Are contempt of court laws in need of reform?

The 1981 Contempt of Court Act criminalises publications that create a substantial risk that the course of justice will be seriously prejudiced. It aims to guarantee a fair trial by ensuring that when jurors hear a case they decide it solely on what they hear in the courtroom and not based on external reports or speculation. It involves a delicate balance between the right to a fair trial and the right to freedom of expression.

While it is perhaps most commonly associated with newspapers and TV, the law extends to any publication, including by members of the public and politicians. When the then home secretary, Suella Braverman, defended the police after a firearms officer was charged with the murder of Chris Kaba (he was later acquitted), an emergency legal hearing was held to address concerns about prejudicing the coming trial, although no charges were brought for contempt and the trial went ahead. 

Contempt of court laws kick in when proceedings are active, which means after a suspect has been arrested. This explains why after major incidents there can sometimes be an initial barrage of information about the suspect before it goes quiet. This is sometimes wrongly construed as a conspiracy of silence by people commenting on social media.

There are concerns that the law on contempt is too restrictive, and the Law Commission is consulting on whether it should be changed.
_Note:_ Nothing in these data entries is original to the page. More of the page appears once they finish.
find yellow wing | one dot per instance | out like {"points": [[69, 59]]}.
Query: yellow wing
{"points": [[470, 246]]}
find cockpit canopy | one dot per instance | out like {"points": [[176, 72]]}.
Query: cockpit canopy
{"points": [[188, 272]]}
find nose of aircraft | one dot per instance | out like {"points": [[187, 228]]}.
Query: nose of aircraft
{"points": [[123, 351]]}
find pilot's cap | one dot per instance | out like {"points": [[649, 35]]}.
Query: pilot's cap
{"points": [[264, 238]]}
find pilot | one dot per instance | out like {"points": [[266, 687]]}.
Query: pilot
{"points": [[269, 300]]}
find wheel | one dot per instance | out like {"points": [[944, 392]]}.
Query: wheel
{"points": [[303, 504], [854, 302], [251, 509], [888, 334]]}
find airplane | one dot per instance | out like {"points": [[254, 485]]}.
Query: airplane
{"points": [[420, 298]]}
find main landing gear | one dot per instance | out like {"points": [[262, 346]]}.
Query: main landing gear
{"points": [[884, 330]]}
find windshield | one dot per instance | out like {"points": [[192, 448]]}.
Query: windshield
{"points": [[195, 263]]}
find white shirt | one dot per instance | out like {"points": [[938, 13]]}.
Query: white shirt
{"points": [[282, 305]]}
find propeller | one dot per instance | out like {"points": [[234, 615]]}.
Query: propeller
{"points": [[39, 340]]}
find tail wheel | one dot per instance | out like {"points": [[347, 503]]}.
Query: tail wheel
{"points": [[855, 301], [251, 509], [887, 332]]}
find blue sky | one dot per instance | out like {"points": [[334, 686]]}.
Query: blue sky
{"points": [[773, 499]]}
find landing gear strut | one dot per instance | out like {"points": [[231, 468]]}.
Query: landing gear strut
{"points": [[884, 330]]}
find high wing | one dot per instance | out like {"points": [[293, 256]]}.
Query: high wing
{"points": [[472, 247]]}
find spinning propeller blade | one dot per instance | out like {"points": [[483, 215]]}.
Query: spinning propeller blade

Hall, the independent reviewer of terrorism laws, said he had written to the commission to say “it’s important for trust and public confidence that more information is made available”. He said the alternative was that “if there is an information gap, particularly in the mainstream media, then there are other voices, particularly in social media, who will try and fill it”.

Change in the law notwithstanding, he said the government and police should provide the information that they could, and not “fall into the trap of saying we can only say zilch because there’s criminal proceedings. Quite often there’s quite a fair amount of information that can be put into the public domain [without seriously prejudicing proceedings].” 


Could the charges and subsequent claims trigger unrest?

Concerns about further unrest are very real. The Guardian understands that about 2,000 public order officers – riot police – have been placed on standby this week to respond to any signs of trouble.

It is barely three months since the worst civil disorder in England since 2011, and police chiefs are aware of how quickly and unpredictably violence can spread. The atmosphere in Southport and nearby Liverpool, in particular, remains febrile.

The huge number of people iwho have been arrested and charged over the unrest – 1,590 arrested and 1,015 charged, as of this week – may act as some deterrent but police will be braced for further disorder, particularly given the increased antisocial behaviour often seen at this time of year, around Halloween and Bonfire Night.

There is also concern about claims of “two-tier policing” propagated by some commentators who suggest – without evidence – that rightwing protesters and rioters are treated more harshly.